Betty was a good sport, and a hard worker. Since I have never been able to consider complex answers to such simple questions, I was confident that she would come back with a straight forward plan of attack. Certainly, an explanation for what had been causing these annoying balance problems. More importantly, I expected an easy solution to remedy them.
True to form, within a couple of days or so, Betty reported back for the morning coffee break and a debriefing of her research efforts. My confidence in Betty remained high, as I anticipated the instant gratification that would surely come along with her findings. I poured us both a cup, sat back, relaxed in my chair as I prepared for the expected simple answers- Betty would have it all.
But as I would learn going forward, none of this could come so easily. Her main resource at NIH, her former boss, was not learned in this area. As it turns out, his area of interest was in a different kind of lipids, and how they related to heart disease. Nothing anywhere near the problem that I was fixated on. At first, I saw this as a miss. I quickly found myself back where I began- nowhere.
Betty was not done though, and I am certainly glad that I did not follow my normal rule of interrupting and changing the subject when conversations veer away from the direction that I preferred. Betty was good. Unlike me, she remained composed and despite my obvious disappointment, continued reporting her findings.
Somehow, Betty’s old boss knew enough about X-ALD to tell me that I needed to speak to Hugo Moser, MD, at the Kennedy-Krieger Institute, in Baltimore. It was less than an hour away and I am not shy. I immediately rang him up and we chatted quite a bit. Clearly, I had no idea where this might go, so why worry? Ignorance is excellent. My only background was a vague recollection of the film “Lorenzo’s Oil.” I may have known that it was a story about a sick kid who was cured by a miracle. Really not my thing. Nonetheless, turns out that Dr. Moser was the villain in that story. So, I guess I knew something, just not anything very useful.

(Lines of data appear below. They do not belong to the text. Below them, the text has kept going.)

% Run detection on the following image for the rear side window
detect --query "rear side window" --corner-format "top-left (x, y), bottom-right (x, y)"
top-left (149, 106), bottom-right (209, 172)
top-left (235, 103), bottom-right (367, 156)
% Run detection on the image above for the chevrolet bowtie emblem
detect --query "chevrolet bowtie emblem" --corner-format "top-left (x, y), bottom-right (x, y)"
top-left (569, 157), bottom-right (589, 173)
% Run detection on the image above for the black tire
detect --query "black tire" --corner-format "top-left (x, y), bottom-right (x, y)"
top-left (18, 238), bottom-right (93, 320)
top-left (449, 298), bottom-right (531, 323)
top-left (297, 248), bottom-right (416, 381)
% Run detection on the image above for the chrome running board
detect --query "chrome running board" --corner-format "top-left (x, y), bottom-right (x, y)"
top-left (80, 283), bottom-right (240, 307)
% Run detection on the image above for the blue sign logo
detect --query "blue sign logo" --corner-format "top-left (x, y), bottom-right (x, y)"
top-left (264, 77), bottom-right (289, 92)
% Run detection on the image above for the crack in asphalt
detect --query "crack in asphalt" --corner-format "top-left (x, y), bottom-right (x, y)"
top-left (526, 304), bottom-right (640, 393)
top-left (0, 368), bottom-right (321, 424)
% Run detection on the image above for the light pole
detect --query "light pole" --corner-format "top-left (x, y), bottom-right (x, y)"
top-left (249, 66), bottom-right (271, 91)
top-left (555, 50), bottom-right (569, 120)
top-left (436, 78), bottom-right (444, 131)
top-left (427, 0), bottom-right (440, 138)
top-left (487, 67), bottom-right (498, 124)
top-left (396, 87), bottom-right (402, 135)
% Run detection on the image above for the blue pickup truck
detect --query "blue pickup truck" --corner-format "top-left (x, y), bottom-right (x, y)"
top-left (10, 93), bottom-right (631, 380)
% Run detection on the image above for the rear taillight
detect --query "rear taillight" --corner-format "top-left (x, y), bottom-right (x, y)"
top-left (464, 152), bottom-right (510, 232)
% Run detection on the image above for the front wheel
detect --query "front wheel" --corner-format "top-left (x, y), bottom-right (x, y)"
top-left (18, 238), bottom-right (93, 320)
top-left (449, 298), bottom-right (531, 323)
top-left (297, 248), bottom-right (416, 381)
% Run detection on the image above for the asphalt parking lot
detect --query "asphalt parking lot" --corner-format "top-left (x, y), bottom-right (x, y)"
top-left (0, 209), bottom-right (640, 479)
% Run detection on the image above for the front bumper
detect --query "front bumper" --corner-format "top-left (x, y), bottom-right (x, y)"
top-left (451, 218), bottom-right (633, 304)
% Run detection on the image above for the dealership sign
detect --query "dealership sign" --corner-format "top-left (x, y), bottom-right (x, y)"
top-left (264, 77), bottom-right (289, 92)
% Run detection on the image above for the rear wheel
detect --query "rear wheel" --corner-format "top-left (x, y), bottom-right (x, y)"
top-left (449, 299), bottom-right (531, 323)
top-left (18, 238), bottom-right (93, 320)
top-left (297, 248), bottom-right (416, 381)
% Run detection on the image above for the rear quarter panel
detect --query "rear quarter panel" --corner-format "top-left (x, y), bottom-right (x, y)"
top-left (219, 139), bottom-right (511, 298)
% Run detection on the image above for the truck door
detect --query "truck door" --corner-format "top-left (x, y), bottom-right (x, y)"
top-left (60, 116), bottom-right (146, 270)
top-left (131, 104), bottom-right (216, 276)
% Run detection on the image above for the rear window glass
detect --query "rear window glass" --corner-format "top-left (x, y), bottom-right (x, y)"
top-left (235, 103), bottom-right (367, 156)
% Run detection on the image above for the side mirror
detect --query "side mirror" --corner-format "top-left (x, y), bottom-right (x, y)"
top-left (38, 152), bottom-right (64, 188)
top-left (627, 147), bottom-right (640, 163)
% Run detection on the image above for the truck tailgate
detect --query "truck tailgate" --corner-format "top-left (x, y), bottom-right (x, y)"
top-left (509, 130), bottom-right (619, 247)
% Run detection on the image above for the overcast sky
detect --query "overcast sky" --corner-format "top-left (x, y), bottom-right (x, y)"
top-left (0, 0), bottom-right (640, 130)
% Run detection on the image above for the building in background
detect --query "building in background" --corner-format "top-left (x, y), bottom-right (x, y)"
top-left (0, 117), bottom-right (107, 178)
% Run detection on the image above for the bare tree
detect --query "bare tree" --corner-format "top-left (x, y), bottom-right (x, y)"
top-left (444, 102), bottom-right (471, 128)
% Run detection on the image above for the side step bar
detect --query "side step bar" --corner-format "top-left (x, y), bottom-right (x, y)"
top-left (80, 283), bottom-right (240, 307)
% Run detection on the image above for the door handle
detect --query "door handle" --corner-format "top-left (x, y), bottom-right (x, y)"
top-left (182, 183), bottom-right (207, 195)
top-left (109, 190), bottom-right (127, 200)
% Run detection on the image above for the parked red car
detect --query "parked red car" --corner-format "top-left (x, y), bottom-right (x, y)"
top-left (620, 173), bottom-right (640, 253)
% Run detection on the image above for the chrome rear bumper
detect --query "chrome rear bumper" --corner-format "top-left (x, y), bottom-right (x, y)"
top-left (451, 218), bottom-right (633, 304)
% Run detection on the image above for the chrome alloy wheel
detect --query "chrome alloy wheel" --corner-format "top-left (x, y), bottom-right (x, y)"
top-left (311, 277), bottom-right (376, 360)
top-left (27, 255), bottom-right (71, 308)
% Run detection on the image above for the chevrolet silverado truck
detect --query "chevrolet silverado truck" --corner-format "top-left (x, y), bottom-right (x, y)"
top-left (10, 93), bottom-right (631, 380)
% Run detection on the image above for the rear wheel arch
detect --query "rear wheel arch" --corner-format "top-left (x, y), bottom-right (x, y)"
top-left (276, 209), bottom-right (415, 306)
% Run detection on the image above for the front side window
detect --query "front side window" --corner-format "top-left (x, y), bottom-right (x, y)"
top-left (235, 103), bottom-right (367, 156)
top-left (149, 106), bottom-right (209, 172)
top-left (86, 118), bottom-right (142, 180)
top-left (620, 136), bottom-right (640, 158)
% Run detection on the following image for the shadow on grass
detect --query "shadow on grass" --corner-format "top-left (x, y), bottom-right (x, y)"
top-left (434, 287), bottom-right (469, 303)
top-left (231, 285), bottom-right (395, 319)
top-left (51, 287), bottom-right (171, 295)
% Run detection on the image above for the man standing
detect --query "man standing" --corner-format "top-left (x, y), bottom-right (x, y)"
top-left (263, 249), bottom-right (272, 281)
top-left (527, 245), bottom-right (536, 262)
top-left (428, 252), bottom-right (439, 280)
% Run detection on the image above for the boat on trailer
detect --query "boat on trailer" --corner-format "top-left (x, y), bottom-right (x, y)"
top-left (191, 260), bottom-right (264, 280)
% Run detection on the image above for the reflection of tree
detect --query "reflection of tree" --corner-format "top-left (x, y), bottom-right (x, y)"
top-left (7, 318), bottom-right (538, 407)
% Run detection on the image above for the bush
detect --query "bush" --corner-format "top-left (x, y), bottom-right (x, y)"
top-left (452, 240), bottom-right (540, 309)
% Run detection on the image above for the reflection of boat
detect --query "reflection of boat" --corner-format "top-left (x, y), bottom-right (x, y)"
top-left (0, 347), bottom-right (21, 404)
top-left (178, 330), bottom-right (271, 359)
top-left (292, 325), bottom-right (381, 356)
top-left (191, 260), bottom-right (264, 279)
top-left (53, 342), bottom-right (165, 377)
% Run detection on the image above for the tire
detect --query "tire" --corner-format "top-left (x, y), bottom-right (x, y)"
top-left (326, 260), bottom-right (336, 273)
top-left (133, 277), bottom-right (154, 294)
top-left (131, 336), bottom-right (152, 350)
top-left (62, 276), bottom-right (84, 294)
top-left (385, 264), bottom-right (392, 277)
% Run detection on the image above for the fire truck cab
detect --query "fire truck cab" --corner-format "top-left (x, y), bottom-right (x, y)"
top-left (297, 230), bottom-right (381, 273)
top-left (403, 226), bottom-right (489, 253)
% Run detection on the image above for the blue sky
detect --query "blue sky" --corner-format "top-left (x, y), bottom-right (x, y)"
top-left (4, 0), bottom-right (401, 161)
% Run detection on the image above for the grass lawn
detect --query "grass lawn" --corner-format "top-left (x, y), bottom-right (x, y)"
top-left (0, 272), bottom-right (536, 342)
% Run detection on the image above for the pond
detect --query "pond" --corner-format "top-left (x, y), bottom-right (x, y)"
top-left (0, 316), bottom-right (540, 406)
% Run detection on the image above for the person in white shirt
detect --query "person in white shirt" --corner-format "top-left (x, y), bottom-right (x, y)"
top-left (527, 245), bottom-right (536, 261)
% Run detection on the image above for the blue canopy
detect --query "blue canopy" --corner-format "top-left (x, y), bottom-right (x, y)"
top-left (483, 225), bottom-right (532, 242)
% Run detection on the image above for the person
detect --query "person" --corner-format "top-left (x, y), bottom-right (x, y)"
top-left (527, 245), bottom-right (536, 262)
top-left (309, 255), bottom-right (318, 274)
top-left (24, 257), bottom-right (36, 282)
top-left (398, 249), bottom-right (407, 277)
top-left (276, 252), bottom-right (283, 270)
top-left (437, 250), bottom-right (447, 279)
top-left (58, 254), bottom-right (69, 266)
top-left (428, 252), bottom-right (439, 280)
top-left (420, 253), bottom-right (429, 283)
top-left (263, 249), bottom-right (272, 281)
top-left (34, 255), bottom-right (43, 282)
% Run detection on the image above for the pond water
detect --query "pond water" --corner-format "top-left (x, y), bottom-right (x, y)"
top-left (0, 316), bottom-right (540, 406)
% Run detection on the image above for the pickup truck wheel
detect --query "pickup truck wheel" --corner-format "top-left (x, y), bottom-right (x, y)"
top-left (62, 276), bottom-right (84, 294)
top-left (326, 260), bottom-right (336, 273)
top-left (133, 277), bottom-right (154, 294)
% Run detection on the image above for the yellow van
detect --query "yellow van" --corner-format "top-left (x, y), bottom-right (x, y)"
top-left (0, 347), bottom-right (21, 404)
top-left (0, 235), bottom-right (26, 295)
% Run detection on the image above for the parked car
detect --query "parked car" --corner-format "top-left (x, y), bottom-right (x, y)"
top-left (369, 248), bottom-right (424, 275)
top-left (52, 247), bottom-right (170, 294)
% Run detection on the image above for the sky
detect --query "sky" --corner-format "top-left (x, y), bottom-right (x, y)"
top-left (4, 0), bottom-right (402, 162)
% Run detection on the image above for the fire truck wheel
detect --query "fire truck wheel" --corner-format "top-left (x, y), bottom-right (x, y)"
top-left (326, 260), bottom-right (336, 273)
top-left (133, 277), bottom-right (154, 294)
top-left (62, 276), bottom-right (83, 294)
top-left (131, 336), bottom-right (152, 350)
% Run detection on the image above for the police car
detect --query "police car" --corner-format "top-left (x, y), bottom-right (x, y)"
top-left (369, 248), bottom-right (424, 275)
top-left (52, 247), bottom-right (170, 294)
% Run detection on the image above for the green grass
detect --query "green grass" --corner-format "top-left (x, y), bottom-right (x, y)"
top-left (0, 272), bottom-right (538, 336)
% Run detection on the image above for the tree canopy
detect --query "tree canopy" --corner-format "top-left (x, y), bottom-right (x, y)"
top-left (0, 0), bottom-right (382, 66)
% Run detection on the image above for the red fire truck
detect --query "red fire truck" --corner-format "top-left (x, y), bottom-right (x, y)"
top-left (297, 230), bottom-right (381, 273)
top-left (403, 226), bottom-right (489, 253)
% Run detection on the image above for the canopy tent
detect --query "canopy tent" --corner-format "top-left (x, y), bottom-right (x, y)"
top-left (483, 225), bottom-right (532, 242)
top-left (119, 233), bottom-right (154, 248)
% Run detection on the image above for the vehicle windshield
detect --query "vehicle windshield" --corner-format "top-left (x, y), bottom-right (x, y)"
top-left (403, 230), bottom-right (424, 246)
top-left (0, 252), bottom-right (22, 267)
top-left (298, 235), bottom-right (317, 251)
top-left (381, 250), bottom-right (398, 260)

After a few minutes, I soon realized that he was likely not too evil. That and that the major adult phenotype of X-ALD is adrenomyeloneuropathy (AMN). He also had an outrageous accent. We agreed that I should plan a field trip to Baltimore.
Somebody must have led me into Dr. Moser’s office to wait. Not that this is a real important detail, but it sort of was. And here is why: I was sitting when he arrived; he did not see me walk in. Dr. Moser took one look at me and said something along the lines of: “I don’t think that you have (or was it: you DO NOT have) the disease, but let’s take the blood test and find out for sure.” Then he invited me to come look at the laboratory.
As soon as he saw me get up and walk, his tone changed, majorly. I was in trouble- something was pretty wrong. I was commandeered by anxiety and a sort of fog swallowed me. There was blood drawn, but that is about all that I remember.
This week of waiting was suboptimal. Miscellaneous scenarios shot through my mind, not many of them good. I came clean with mom, I thought for whatever reason, she could handle it. I was reluctant to tell dad. The test was negative, and I had no reason to bring him panic.
A week later, Dr. Moser called: “it is positive,” is all I remember him saying. I later learned that Dr. Moser’s initial impression that I would test negative might have been because I had a decent head of hair. True enough, it seems that everyone I have seen with AMN is bald. One guy I knew, Michael Alm even observed that AMN patients’ legs are hairless. Come to think of it, my legs are not quite as furry as they once were. Anyway, I am told that AMN likes to attack hair follicles.